Maybe some rethinking is needed on the requirement of essential documents, pre-ongoing and post study, source documents, etc.
We have to decide whether we need to collect data from sources as yet unchartered but critical for research, or confine ourselves to time-tested elite centers conforming to all audit requirements. I support a healthy discussion on this in view of the gravity of the issue.
Revisiting the patients versus subjects issue
As a study manager of oncology clinical trials in the pharmaceutical company and biotech arena for 10+ years, I had to comment on your editorial referring to the use of patients versus subjects for individuals who elect to participate in clinical trials.
I agree with the reference to subjects in a clinical trial IF and only IF, the subject is a healthy volunteer who would not normally be involved with the product under investigation, i.e., the individual elects to participate for the sake of science (or monetary reasons).

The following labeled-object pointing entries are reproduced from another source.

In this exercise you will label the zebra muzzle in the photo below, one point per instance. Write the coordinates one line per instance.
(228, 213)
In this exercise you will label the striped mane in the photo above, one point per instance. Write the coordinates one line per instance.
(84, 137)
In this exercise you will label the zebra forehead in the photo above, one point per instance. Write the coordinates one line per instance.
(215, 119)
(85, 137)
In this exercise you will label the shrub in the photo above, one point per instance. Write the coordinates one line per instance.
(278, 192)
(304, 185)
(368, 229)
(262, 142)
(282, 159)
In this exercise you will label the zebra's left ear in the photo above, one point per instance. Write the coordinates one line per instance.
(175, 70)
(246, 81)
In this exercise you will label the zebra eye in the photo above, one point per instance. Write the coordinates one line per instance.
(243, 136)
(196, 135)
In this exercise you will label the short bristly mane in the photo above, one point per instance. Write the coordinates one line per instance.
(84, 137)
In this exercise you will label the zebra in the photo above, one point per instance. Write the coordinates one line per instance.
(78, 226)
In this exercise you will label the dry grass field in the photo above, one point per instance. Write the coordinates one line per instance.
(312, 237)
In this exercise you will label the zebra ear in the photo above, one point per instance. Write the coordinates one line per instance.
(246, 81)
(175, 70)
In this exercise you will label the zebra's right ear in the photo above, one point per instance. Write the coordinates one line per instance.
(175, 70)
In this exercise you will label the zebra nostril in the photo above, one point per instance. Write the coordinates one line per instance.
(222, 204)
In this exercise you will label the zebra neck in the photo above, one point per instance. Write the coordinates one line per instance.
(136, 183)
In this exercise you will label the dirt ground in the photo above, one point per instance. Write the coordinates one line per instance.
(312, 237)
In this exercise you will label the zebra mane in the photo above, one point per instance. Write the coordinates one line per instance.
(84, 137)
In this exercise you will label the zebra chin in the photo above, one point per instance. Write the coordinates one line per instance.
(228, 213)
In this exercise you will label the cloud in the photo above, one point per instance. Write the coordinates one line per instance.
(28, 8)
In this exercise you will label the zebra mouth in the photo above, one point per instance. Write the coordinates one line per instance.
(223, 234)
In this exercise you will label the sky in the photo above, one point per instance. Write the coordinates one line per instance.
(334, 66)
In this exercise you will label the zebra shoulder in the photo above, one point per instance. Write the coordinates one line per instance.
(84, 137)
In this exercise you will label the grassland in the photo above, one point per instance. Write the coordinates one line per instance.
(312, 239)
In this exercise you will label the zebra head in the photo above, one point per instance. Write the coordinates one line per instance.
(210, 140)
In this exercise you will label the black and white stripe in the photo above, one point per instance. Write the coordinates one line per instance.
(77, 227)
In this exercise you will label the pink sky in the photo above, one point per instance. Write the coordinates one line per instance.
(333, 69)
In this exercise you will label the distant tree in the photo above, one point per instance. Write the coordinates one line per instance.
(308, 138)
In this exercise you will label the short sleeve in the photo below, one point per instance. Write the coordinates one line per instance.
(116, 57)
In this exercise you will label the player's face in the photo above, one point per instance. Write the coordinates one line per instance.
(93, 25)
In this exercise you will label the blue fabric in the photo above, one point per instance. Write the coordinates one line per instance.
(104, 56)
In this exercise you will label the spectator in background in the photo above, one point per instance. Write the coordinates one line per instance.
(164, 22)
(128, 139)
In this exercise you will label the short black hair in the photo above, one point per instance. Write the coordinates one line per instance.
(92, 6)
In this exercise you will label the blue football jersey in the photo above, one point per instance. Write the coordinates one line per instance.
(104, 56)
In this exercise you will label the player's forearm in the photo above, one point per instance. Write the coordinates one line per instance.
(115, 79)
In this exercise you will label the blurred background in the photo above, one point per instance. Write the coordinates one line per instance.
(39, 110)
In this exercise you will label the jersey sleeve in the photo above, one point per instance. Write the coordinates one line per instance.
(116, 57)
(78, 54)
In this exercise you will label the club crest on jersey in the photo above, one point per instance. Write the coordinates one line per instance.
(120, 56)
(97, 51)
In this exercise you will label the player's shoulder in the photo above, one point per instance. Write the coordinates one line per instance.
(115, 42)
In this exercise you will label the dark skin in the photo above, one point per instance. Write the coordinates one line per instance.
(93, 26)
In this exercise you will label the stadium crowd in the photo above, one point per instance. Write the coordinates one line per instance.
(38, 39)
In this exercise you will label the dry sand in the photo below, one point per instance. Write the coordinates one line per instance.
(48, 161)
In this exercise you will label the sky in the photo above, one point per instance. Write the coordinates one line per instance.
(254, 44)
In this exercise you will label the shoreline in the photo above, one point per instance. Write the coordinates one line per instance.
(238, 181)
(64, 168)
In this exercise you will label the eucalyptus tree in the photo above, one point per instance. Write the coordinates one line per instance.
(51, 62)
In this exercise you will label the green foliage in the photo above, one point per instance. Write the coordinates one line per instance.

However, in any normal clinical setting, an individual who is being treated by a physician for their disease or condition is referred to as a patient. If the patient then elects to participate in a clinical study, which would still treat their disease or condition, they still are a patient. This is particularly true in the oncology setting, where patients who choose to enroll in a clinical trial for their disease are still patients, as they are receiving the standard of care for their disease, with or without the addition of another therapeutic for which the clinical trial is being conducted.
If I was recently diagnosed with cancer, e.g., colorectal cancer, and my doctor wanted to treat me with the latest and greatest approved therapeutic agent (e.g., Avastin) along with another drug that he/she thought would benefit my survival, I would still consider myself to be a patient.